Chance the Rapper, aka the man who’s changing the world one step at a time, made headlines this week when he criticized Heineken for an advertisement that was “purposefully putting out noticeably racist ads so they can get more views.” The ad’s questionable tagline was “Sometimes lighter is better.”
Before you say Chance is reaching (because yes, we know that Heineken is light beer and that it’s totally possible it’s not talking about skin color), you might want to actually watch the ad. In the 30-second clip, a bartender slides a Heineken across the bar past three black people to a lighter skinned woman who’s surrounded by white men.
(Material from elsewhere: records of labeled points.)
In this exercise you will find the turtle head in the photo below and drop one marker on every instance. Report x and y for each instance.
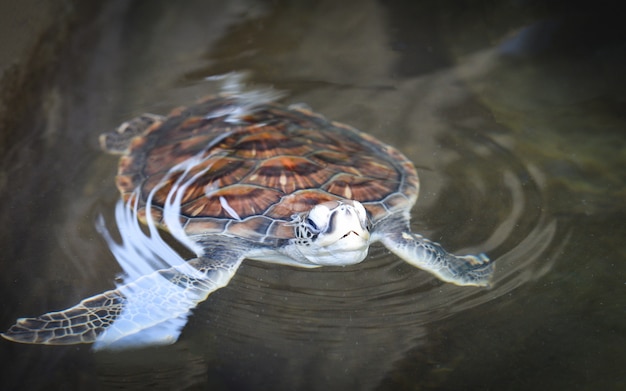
(335, 233)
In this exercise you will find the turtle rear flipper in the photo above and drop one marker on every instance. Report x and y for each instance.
(149, 311)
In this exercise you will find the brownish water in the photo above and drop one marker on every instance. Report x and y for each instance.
(513, 114)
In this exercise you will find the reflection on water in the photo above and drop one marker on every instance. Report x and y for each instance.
(503, 140)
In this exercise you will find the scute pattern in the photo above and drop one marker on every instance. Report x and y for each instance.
(271, 161)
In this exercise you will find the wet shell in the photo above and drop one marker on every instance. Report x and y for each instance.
(240, 174)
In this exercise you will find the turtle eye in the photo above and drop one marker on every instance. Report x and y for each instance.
(311, 224)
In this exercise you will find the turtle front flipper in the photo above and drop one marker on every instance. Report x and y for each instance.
(151, 310)
(475, 270)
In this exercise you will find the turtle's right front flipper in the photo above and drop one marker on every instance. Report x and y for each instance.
(151, 310)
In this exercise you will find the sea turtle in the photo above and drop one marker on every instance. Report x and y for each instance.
(237, 176)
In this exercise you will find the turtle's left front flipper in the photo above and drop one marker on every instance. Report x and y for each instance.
(151, 310)
(476, 270)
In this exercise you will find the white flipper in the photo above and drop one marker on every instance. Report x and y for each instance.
(475, 270)
(149, 311)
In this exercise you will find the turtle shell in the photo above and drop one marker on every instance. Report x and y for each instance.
(244, 169)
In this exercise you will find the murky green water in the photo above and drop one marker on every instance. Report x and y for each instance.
(514, 116)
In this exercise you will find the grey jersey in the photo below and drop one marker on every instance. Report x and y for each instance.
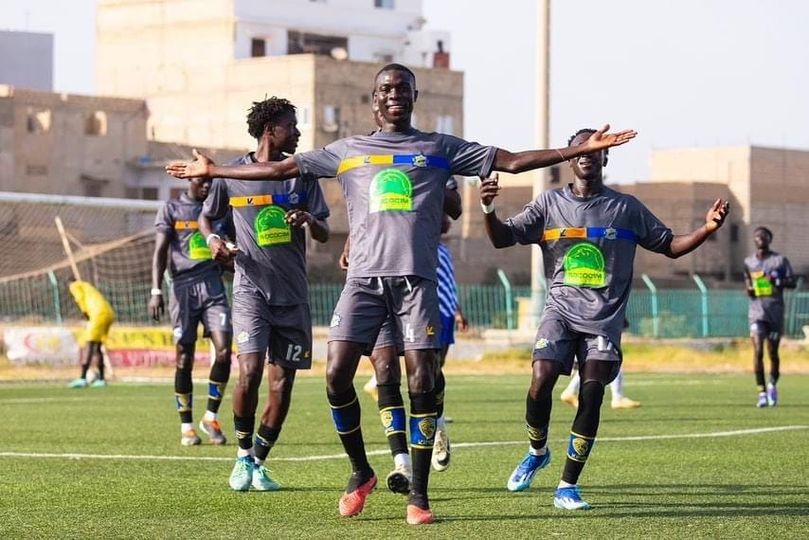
(768, 304)
(272, 254)
(588, 249)
(394, 189)
(189, 256)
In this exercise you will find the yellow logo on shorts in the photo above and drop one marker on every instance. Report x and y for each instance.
(387, 419)
(427, 427)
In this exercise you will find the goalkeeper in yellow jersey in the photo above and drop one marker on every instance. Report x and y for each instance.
(100, 316)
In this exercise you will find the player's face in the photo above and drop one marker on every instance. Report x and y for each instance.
(394, 96)
(761, 239)
(588, 166)
(285, 134)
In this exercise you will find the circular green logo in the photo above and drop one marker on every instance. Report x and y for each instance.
(391, 189)
(271, 227)
(198, 250)
(584, 266)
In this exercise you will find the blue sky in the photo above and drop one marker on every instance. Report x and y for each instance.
(683, 73)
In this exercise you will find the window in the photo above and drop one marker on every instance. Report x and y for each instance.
(556, 175)
(444, 124)
(39, 120)
(331, 119)
(93, 187)
(258, 47)
(304, 43)
(96, 124)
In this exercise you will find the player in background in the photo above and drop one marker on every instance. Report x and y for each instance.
(393, 182)
(451, 315)
(385, 385)
(197, 295)
(100, 316)
(271, 316)
(588, 234)
(570, 394)
(766, 275)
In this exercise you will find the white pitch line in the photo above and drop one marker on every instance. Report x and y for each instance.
(326, 457)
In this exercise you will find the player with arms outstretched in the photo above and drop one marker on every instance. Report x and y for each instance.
(766, 275)
(588, 234)
(271, 316)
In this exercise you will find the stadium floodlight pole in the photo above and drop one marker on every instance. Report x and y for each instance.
(542, 141)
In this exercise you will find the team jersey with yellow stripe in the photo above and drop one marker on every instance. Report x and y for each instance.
(189, 256)
(394, 189)
(90, 301)
(272, 253)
Look, I understand we shouldn’t be twisting messages and trying to find racist messages where they don’t exist, but the ad isn’t exactly subtle about it, especially when the ad features so many people of color (which is pretty unusual for beer advertisements, honestly). Let’s just say that people on Twitter definitely aren’t cool with it.
Heineken has since removed the ad, and their spokesperson reached out to NBC News with a statement:
“For decades, Heineken has developed diverse marketing that shows there’s more that unites us than divides us. While we feel the ad is referencing our Heineken Light beer—we missed the mark, are taking the feedback to heart and will use this to influence future campaigns.”
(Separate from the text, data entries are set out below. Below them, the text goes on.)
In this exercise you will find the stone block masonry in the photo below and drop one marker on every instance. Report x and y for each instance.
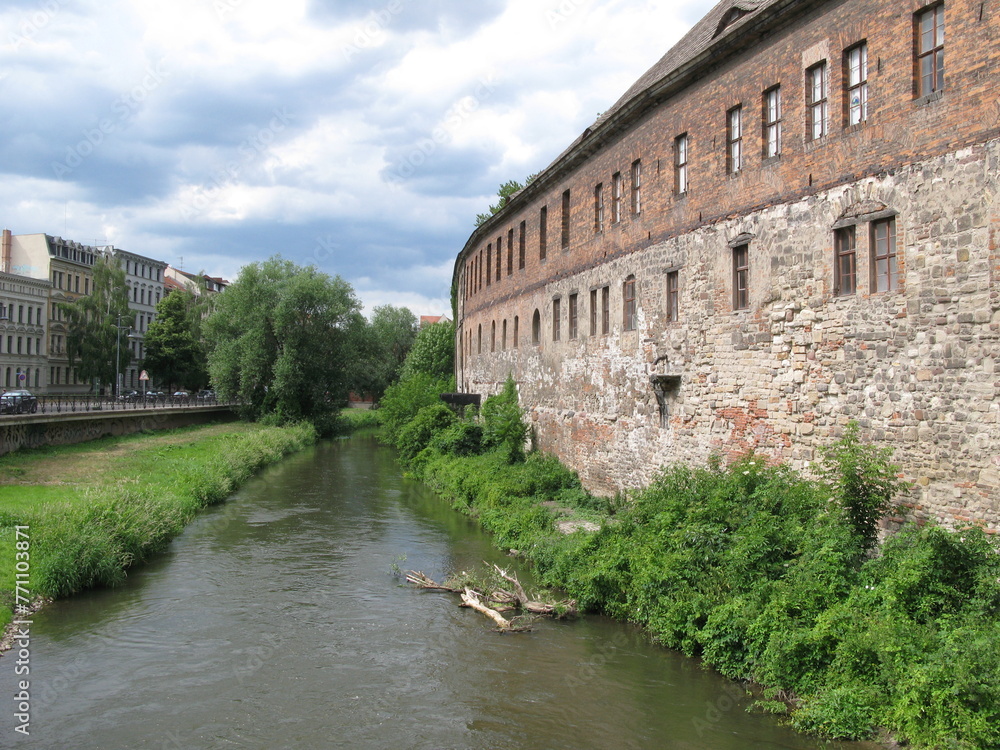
(852, 277)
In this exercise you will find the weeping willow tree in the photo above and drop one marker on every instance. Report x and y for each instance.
(98, 325)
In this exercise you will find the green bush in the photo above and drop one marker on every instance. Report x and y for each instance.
(419, 431)
(503, 423)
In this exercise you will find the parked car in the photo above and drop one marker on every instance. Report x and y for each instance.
(18, 402)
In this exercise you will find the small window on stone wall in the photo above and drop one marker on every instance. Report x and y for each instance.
(845, 263)
(741, 277)
(628, 304)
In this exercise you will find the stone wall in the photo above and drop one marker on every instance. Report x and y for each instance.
(916, 367)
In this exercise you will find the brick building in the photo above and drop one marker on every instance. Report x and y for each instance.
(790, 221)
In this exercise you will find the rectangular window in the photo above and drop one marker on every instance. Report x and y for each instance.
(673, 296)
(510, 251)
(930, 50)
(856, 83)
(885, 268)
(845, 279)
(741, 277)
(628, 304)
(599, 207)
(606, 310)
(543, 230)
(565, 221)
(816, 101)
(772, 122)
(637, 186)
(680, 164)
(616, 197)
(520, 245)
(734, 140)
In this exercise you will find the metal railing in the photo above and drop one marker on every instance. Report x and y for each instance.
(82, 403)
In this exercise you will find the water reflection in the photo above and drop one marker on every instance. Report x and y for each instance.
(274, 621)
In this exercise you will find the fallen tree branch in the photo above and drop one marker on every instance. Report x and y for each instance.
(470, 598)
(558, 610)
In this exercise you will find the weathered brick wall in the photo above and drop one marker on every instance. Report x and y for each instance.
(915, 366)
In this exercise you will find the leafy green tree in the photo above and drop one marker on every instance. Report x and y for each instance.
(864, 480)
(284, 340)
(390, 336)
(433, 352)
(504, 194)
(503, 423)
(174, 353)
(98, 325)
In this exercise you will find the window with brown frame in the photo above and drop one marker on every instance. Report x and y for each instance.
(520, 245)
(856, 83)
(884, 264)
(565, 221)
(673, 296)
(628, 304)
(543, 231)
(930, 50)
(734, 140)
(741, 277)
(680, 164)
(616, 197)
(772, 122)
(845, 263)
(637, 186)
(599, 207)
(816, 102)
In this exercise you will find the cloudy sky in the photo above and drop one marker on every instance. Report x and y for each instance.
(362, 136)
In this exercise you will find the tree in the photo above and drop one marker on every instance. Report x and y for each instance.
(433, 352)
(388, 340)
(98, 325)
(504, 193)
(174, 353)
(284, 340)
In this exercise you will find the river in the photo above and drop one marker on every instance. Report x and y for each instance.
(276, 620)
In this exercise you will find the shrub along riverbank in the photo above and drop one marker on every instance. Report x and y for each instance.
(770, 577)
(93, 510)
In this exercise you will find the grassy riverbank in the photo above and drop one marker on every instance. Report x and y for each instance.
(766, 575)
(88, 512)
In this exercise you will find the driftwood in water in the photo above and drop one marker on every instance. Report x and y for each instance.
(470, 598)
(498, 601)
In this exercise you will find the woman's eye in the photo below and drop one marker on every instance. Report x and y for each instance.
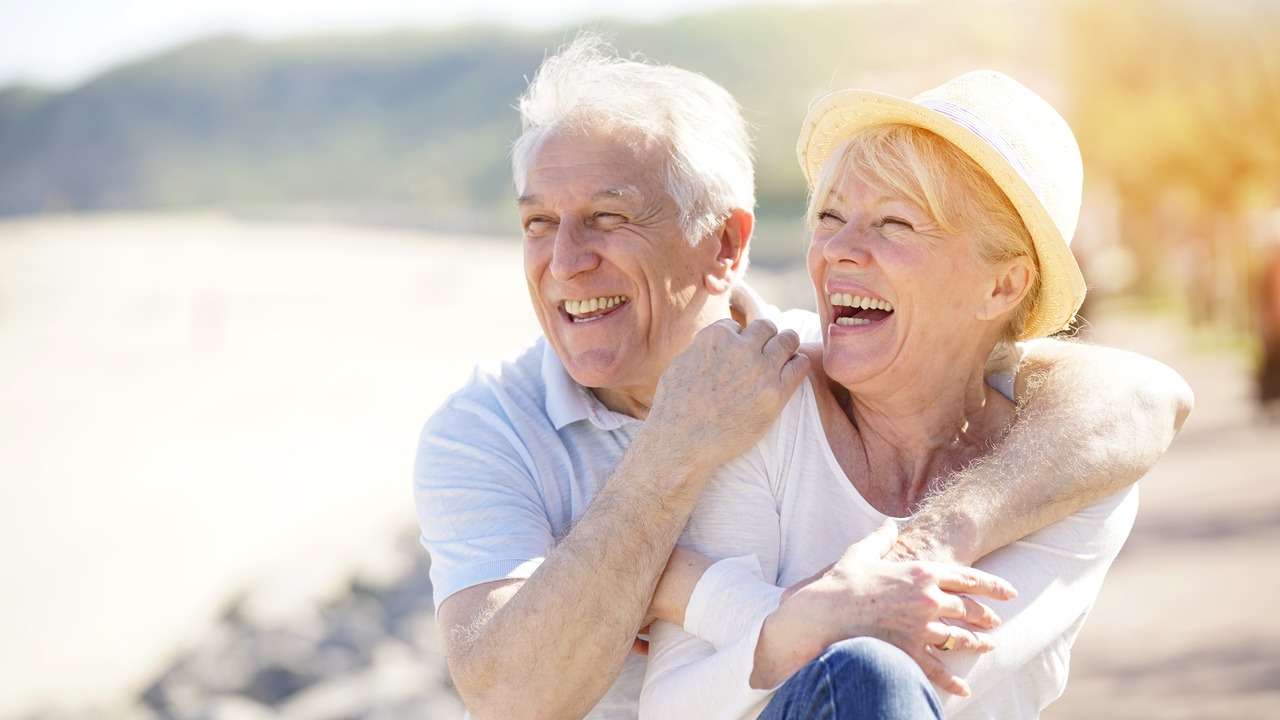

Whether or not Heineken was using racism to get people to talk about their product, it still seems odd that this ad was able to make it past the testing phase, especially during a time when company advertisements are being put under a microscope and being held accountable for political correctness. Just ask Dove or Pepsi — how you put out your message matters, even if people are just reading between the lines. And if you’re purposefully straddling that line in hopes that people will start talking about your product, well, that’s an all time marketing low.